Check with Hierarchy → Find → t:PlayerInput. You should see exactly one for a single-player game.
Cause 3: Subscribing in Both Awake and OnEnable
The Input System recommends subscribing in OnEnable and unsubscribing in OnDisable. If you also subscribe in Awake by accident, every enable/disable cycle accumulates subscriptions:
void Awake()
{
fireAction.performed += OnFire; // runs once, never undone
}
void OnEnable()
{
fireAction.performed += OnFire; // runs again, doubles
fireAction.Enable();
}
void OnDisable()
{
fireAction.performed -= OnFire; // removes only one subscription
fireAction.Disable();
}
Delete the Awake subscription. Move everything to OnEnable/OnDisable pairs. The Input System safely tolerates extra Enable() calls, but C# event subscriptions don’t deduplicate — every += adds a fresh handler.
Cause 4: Generated C# Wrapper Class Instantiated Multiple Times
If you use the “Generate C# Class” checkbox on your .inputactions asset, each instantiation of that class allocates its own copy of the action map. If two MonoBehaviours each new their own instance, you have two action maps observing the same device, and pressing a key fires events through both maps.

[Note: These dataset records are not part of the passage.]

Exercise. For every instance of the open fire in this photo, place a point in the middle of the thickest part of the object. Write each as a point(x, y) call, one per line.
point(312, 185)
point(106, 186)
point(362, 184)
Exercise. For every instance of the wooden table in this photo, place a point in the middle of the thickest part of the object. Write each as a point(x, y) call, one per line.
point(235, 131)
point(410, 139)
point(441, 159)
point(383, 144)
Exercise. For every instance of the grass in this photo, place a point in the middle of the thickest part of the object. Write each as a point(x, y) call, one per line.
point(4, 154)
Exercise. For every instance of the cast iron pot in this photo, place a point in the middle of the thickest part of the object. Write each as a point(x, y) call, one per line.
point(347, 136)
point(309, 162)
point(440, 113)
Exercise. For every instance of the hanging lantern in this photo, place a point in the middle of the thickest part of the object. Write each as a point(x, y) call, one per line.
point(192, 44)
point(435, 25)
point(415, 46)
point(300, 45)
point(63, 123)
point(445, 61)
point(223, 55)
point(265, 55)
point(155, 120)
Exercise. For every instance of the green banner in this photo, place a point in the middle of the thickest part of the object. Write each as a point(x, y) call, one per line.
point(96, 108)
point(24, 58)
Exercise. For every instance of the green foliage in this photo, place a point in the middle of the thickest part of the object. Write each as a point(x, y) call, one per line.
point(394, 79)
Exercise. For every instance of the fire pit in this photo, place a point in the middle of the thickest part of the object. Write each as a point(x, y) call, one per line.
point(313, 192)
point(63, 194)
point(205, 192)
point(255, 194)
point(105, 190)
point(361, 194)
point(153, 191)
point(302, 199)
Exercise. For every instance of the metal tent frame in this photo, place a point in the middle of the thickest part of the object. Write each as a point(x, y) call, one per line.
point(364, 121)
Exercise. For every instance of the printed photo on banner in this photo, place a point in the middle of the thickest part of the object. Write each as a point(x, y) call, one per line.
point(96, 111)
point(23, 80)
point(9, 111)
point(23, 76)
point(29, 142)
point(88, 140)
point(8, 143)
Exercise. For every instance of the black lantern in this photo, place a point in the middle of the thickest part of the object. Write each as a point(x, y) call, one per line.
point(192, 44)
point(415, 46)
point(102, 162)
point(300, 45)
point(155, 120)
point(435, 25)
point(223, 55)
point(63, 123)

Use a single instance and pass it around, or use InputActionAsset.singleton conventions:
public class InputManager : MonoBehaviour
{
public static Controls Controls { get; private set; }
void Awake()
{
if (Controls != null) { Destroy(gameObject); return; }
Controls = new Controls();
DontDestroyOnLoad(gameObject);
}
}
Other scripts then reference InputManager.Controls rather than creating their own.
Verifying
Open Window → Analysis → Input Debugger. Select your action. The Listeners panel lists every callback currently subscribed. If you see your OnFire method twice, you’re double-subscribed; if you see it once, the duplication is at a different layer (multiple PlayerInputs, multiple action map instances). Add a counter to OnFire:
void OnFire(InputAction.CallbackContext ctx)
{
Debug.Log($"Fire on frame {Time.frameCount}, phase={ctx.phase}");
}
One log per click after the fix is in. Two logs — keep digging through the four causes above.
“In the new Input System, a callback firing twice always traces back to two subscriptions, not two events. Find the second subscription.”
Always pair += in OnEnable with -= in OnDisable. The Input Debugger’s Listeners tab is the fastest way to spot duplicates.